Start with G1. Its defaults are well-tuned for most services. Switch to ZGC only when profiling evidence shows GC pauses are actually hurting your latency SLO — not based on speculation. Premature GC tuning wastes engineering time and introduces risk.

Heap-Sizing Flags: The Foundation of GC Tuning

Before touching any collector-specific flag, set the heap size correctly. These three flags apply to every collector:

# Minimum heap size — JVM starts with at least this much
-Xms2g

# Maximum heap size — JVM never exceeds this
-Xmx2g

# Recommended: set Xms == Xmx in production
# Prevents the JVM from requesting/releasing memory from the OS,
# which avoids unpredictable OS-level pauses and wasted startup time.

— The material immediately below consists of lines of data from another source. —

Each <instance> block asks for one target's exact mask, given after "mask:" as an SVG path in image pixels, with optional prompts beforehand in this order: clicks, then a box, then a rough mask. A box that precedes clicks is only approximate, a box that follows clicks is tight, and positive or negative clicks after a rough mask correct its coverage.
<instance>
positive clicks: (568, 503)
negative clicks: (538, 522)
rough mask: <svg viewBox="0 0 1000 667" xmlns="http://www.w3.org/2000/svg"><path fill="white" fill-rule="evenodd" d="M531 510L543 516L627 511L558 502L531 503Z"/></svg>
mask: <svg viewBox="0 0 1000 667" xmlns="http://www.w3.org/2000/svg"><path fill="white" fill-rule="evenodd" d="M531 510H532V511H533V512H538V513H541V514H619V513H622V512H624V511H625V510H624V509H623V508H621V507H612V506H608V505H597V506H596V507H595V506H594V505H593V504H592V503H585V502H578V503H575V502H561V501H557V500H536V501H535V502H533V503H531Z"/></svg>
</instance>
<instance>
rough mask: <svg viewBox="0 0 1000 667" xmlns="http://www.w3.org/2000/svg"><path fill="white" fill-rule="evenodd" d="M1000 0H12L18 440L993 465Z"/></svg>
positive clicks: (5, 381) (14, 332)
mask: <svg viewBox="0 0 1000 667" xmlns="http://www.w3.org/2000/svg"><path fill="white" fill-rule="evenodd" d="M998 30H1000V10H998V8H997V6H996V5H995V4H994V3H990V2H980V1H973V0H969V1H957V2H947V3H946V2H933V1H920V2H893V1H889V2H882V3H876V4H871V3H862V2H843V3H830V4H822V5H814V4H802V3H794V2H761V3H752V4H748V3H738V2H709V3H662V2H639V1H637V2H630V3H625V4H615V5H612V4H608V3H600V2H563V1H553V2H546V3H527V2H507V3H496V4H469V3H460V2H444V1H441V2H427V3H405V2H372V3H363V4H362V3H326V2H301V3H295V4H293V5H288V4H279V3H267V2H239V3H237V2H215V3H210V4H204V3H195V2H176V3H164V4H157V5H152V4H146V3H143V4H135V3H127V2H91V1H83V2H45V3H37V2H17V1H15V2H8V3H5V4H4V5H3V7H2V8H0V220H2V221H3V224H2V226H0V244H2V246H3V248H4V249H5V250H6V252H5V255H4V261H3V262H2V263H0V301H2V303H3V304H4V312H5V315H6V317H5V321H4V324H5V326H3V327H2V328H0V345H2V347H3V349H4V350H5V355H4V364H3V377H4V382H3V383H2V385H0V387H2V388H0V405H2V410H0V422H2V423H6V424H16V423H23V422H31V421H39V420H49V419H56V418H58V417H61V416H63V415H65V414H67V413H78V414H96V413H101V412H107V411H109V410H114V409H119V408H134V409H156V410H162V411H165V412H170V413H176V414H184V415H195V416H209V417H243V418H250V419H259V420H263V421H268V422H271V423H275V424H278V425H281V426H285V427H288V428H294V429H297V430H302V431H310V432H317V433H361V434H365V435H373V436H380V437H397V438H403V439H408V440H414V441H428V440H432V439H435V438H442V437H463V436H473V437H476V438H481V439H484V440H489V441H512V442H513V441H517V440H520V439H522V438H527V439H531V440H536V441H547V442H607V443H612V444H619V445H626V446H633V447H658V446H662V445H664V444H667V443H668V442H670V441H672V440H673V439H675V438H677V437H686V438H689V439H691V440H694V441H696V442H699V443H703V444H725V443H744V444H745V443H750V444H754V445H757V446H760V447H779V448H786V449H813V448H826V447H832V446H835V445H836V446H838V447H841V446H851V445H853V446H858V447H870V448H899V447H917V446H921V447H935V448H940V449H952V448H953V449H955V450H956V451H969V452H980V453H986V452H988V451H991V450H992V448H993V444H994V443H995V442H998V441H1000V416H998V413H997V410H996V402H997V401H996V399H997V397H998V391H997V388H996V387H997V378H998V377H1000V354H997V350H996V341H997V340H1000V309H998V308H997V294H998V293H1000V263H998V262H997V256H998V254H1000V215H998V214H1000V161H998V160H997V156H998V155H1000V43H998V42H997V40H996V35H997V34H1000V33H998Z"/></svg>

# Maximum size of the Metaspace (class metadata, not counted in Xmx)
-XX:MaxMetaspaceSize=256m

Never set -Xmx higher than the available physical RAM minus OS and other process overhead. If the JVM must swap to disk, every GC cycle becomes catastrophically slow. A common rule: leave at least 1–2 GB for the OS and other JVM overhead (threads, JIT buffers, Metaspace, direct buffers) when sizing -Xmx.

Enabling GC Logging (Essential for Tuning)

You cannot tune what you cannot measure. Always enable GC logging in production:

# JDK 9+ unified logging syntax
-Xlog:gc*:file=/var/log/app/gc.log:time,uptime,level,tags:filecount=10,filesize=20m

This writes rolling GC logs with timestamps. Feed them into GCEasy (gceasy.io) or GCViewer for visual analysis — you will immediately see pause time distributions, allocation rates, and whether you are triggering Full GCs.

A Practical Starting Configuration

// Example: Spring Boot service, 8 GB container, latency-sensitive
// Run with:
//   java [flags below] -jar service.jar

-Xms6g
-Xmx6g
-XX:MaxMetaspaceSize=256m
-XX:+UseG1GC
-XX:MaxGCPauseMillis=100
-XX:InitiatingHeapOccupancyPercent=40
-Xlog:gc*:file=/var/log/service/gc.log:time,uptime,level,tags:filecount=10,filesize=20m

Measure pause times from the GC log after running under realistic load before changing anything else. Tune one flag at a time and re-measure — GC tuning is an empirical discipline, not a checklist.

Summary

G1GC: region-based, pause-time-goal-driven, default since JDK 9, excellent for 4–32 GB heaps.
ZGC: concurrent relocation with colored pointers, sub-millisecond pauses, generational mode in JDK 21 greatly improves throughput.
Heap sizing: set -Xms == -Xmx in production, leave headroom for the OS, cap Metaspace.
Always log GC output and analyse it before tuning flags — measure first, change second.